Practical observation on the ground leaves little doubt, however, that WIC does contribute to less breastfeeding. Formula and whole-milk feeding are associated, in the short term, with infectious diseases like gastroenteritis, respiratory tract infections especially ear infections and its sequel, hearing loss which affects school learning, urinary tract disease, necrotising enterocolitis, etc, and in the long term with obesity and chronic non-communicable diseases, diabetes and arteriosclerotic cardiovascular disease–a priority in T&T and one which the Minister of Health has repeatedly alluded to in terms of health disability, emotional stress and economic liability to the Treasury. Handing over formula or milk to mothers plays into this scenario. The recent announcement that the MoH has increased the annual subvention for an NGO promoting breastfeeding to $250,000 shows that the Government, or at least the Ministry of Health, understands this. Dr Khan has rightly stressed that, "Breastfeeding is one of the few things, if started very early and continued, will decrease the likelihood of non-communicable diseases as the child grows older." What might have been a better idea to do with the $120 million? Ideas abound and simply need to be thrashed out. The life of a child can be conveniently classified into three stages: prenatal; intra-natal– ie labour and delivery–and postnatal. Prenatal ideas include using the money to pay mothers not to become pregnant, paying for more contraceptive services, improving antenatal services in the Health Centres (despite the excellent job the Public Health Nurses do, antenatal services are in a mess and have not changed since the colonial days).
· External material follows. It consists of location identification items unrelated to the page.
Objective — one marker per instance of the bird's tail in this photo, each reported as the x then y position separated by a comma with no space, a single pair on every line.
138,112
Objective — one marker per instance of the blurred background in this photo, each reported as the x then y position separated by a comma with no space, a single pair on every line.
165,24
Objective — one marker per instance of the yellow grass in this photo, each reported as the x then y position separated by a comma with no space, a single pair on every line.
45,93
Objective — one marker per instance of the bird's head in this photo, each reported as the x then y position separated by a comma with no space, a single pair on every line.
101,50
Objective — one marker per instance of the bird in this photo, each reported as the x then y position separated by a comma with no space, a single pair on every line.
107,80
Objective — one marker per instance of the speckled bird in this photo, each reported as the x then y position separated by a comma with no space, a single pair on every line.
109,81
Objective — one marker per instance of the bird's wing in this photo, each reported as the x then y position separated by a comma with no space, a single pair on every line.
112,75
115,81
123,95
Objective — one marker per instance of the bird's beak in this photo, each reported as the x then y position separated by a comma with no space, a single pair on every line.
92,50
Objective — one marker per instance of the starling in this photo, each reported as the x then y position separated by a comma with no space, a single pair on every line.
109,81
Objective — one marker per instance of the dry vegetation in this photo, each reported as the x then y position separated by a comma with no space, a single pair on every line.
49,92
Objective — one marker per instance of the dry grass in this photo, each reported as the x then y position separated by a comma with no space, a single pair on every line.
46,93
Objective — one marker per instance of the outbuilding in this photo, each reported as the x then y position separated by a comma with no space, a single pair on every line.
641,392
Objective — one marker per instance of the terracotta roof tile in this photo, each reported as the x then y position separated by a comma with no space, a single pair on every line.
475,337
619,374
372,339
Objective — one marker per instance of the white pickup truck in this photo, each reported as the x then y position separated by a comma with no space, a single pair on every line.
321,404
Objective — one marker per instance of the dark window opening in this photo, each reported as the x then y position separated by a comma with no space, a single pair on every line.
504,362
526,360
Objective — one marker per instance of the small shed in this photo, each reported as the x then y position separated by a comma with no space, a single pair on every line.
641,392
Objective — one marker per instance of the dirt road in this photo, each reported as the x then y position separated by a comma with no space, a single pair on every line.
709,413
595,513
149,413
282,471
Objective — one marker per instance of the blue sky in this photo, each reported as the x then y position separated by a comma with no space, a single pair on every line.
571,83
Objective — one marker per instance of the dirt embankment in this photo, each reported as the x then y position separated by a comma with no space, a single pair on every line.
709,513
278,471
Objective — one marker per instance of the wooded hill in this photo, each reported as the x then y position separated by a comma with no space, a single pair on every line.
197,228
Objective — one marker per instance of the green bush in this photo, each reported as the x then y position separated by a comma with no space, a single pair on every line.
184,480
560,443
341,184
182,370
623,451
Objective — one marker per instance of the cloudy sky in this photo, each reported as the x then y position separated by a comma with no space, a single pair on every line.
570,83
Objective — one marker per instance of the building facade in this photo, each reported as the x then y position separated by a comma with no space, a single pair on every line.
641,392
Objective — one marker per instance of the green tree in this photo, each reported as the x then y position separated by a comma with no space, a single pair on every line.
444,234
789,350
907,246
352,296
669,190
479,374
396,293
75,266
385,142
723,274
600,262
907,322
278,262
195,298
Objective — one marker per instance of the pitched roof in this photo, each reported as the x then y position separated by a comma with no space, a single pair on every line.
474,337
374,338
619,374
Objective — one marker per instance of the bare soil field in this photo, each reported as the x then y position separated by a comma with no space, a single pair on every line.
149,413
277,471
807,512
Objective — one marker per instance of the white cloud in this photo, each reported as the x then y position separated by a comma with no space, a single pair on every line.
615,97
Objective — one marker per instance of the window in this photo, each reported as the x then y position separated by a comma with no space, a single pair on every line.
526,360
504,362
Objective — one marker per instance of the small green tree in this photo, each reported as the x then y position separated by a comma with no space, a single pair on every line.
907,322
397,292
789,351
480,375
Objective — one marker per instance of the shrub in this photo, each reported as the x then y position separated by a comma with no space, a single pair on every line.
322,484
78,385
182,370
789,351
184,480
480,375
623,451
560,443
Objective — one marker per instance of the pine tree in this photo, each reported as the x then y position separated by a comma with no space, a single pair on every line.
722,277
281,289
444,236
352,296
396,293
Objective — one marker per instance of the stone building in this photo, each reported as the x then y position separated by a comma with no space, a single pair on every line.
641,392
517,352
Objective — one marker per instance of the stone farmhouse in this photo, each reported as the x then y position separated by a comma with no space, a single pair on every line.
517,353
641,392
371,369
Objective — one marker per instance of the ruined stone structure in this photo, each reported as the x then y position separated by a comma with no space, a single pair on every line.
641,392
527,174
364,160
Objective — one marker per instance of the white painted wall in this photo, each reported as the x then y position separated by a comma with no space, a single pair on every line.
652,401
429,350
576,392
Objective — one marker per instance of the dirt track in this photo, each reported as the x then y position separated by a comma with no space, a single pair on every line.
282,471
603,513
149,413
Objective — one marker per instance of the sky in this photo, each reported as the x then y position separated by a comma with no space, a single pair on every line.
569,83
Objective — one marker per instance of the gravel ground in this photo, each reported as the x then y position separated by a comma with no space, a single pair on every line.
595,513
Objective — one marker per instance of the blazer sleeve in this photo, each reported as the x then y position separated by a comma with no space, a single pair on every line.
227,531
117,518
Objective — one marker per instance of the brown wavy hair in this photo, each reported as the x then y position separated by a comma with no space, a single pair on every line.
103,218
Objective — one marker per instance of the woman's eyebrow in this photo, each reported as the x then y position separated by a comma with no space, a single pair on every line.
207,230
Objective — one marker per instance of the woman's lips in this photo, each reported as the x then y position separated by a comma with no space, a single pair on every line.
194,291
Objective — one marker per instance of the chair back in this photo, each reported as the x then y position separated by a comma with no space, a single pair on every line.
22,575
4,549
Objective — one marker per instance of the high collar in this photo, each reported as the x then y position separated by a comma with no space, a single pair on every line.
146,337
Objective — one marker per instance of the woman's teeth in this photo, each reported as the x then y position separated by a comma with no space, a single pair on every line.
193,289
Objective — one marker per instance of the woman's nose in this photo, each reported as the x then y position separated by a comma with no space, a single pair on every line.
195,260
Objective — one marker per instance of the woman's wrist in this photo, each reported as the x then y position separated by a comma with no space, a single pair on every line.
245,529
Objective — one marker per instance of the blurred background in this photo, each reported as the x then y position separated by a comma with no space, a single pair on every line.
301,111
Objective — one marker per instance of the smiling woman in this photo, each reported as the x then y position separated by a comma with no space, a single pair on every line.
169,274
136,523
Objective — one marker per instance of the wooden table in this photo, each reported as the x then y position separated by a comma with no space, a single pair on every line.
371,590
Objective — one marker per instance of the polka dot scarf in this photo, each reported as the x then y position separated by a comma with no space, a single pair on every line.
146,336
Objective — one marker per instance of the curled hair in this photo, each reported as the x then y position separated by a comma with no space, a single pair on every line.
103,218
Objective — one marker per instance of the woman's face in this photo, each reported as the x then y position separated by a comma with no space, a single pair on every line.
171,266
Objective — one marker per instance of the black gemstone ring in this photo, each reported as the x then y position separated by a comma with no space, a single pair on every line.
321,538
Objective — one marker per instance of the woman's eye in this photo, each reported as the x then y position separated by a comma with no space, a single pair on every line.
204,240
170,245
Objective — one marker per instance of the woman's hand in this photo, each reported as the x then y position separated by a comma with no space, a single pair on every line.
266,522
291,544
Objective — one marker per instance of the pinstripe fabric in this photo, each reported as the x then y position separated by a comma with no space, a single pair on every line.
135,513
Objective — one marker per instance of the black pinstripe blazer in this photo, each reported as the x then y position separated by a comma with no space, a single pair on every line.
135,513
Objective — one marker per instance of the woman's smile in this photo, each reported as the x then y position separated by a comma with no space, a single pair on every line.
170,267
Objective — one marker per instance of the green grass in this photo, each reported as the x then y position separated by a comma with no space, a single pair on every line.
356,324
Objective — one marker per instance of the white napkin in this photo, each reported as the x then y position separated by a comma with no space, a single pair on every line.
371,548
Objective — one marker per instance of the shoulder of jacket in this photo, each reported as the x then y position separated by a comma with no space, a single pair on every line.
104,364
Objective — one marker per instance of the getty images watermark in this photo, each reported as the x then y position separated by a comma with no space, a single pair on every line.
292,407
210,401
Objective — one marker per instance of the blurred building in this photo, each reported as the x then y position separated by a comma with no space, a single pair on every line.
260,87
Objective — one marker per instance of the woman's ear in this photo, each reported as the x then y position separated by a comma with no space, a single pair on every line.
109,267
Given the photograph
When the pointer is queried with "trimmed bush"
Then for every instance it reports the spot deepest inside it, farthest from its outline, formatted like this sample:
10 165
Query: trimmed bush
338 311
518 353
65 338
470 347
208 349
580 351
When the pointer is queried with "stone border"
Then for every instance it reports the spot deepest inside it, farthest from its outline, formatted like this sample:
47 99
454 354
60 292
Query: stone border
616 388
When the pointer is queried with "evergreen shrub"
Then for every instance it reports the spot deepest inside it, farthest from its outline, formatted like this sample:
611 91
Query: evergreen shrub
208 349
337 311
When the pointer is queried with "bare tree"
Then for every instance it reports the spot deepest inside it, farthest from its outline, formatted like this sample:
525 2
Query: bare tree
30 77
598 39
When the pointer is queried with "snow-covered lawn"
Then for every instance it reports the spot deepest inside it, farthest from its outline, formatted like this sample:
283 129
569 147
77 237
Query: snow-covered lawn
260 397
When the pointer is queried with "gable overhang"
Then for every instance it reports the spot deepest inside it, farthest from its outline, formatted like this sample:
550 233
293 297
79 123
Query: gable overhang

After some of the stories we have heard over the last year, labour and delivery services obviously need improving. That includes the social services but involves training of more midwives and obstetricians. The postnatal era is such a vast one and there is so much to be done. All of the hospital neonatal units need upgrading of staff and equipment. A dedicated lowbirthweight/ premature/neonatal problem register to track and support these high-risk infants from birth into adulthood, paying special attention to their education, is needed. Early childhood education for all children from birth to three years, the critical age and not three to five or five onwards, should be the emphasis. The money could be used to set up a proper WIC-type of service. Not to mention for the umpteenth time the much-needed National Centre for Children with Disabilities that Families in Action and I have been talking about since 2004. So many ideas. It's a shame that the people in the know, including apparently the technocrats at the MoH, and the doctors and social workers who daily fight up with the problems of needy mothers, were not consulted.